The main purpose of breathing is to supply the body with sufficient oxygen and to remove excess amounts of carbon dioxide.

Respiration can be examined at two levels, one large and one small. At the lung or large level, respiration brings about gas exchange by breathing. At the cellular or small level, oxygen transforms the food we eat into energy, producing carbon dioxide as one by-product.

The focus here first of all is on the lung level. This is because you cannot really understand what asthma is, unless you have a basic understanding, of the respiratory system.

The Nose
The nose is not simply a passageway to our throat. Within the skull, it is an extensive array of passageways with inner walls covered by a sticky layer of mucus. The walls are richly supplied with heat-radiating blood vessels.
The nose is like an air-conditioner – it prepares or conditions the air for the lungs. When you breathe through your nose the air is:

warmed – air is warmed by the blood vessels, so it is at the right temperature when it reaches the bottom of the throat (The lungs have a strong aversion to cold air)

filtered – dust particles are trapped by tiny hairs and mucus in the nose (which then travels to the throat to be swallowed)

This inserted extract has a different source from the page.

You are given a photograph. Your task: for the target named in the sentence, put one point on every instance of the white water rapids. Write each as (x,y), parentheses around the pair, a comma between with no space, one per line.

humidified – the air is 100% humidified by the mucus in the nose

This “treated” air passes down through the throat, and into the trachea. The airways are built like an upside-down tree, with the trunk (trachea) branching out into a series of medium size branches (bronchi) that separate into smaller branches(bronchioles). The trachea, bronchi and bronchioles are collectively known as the airways and they are wrapped in a layer of smooth (involuntary) muscle.

The bronchial tubes
The inner lining of the bronchial tube is a delicate membrane called the bronchial mucosa. During an asthma attack, this membrane becomes swollen and inflamed. Wrapped around the walls of your bronchial tubes is a layer of smooth muscle, which is capable of contracting, producing airway narrowing or bronchoconstriction. Mucus glands located within the layers of the bronchial lining can produce large quantities of extremely thick mucus when stimulated.

The Alveoli where gas exchange takes place
At the end of the smallest bronchioles and at the edge of the lungs are millions of air sacs or alveoli. Think of these air sacs surrounding the bronchioles as a bunch of grapes hanging off a stem. The walls of your alveoli are only one cell thick. This combined with the moist atmosphere of the lungs allows oxygen and carbon dioxide molecules to pass through. Outside the lungs and surrounding the air sacs is a network of capillaries which, also have walls one cell thick.

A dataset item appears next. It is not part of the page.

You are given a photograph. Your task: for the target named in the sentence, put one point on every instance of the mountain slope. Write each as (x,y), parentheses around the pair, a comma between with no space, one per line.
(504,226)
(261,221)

The alveoli contain air rich in oxygen and low in carbon dioxide. The blood in the capillaries contains less oxygen but more carbon dioxide. Gas always tries to equalise pressure levels and so oxygen passes from the alveoli into the capillaries. Simultaneously carbon dioxide passes from the blood into the alveoli. The blood now leaves the alveoli oxygen-rich and the excess carbon dioxide is breathed out. This is gas exchange at the large (lung) level.

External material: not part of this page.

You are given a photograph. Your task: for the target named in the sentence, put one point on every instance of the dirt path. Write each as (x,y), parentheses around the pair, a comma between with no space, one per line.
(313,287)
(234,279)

Oxygen combines with haemoglobin molecules in the bloodstream and travels from the lungs to the heart. Now with haemoglobin full of oxygen, the blood is pumped around the body, supplying oxygen to the cells and tissue.

Cellular Gas Exchange
Gas exchange at the smaller or cellular level is the reverse of that at the large (lung) level.

Gas exchange at the smaller or cellular level is the reverse of that at the large (lung) level. Tissue cells have high levels of carbon dioxide & low levels of oxygen. In the tiny blood vessels running past the tissue, oxygen levels are high and carbon dioxide levels are low. Both the cell walls and the capillary walls are one cell thick and so gases move from one to the other equalising the pressure.

The tissue cells to make energy use oxygen. As a result, carbon dioxide and water are produced. They pass from the cell to the bloodstream and oxygen moves in to produce more energy. The gas exchange cycle repeats itself continuously (more than 60 times a minute) at both the large and small levels.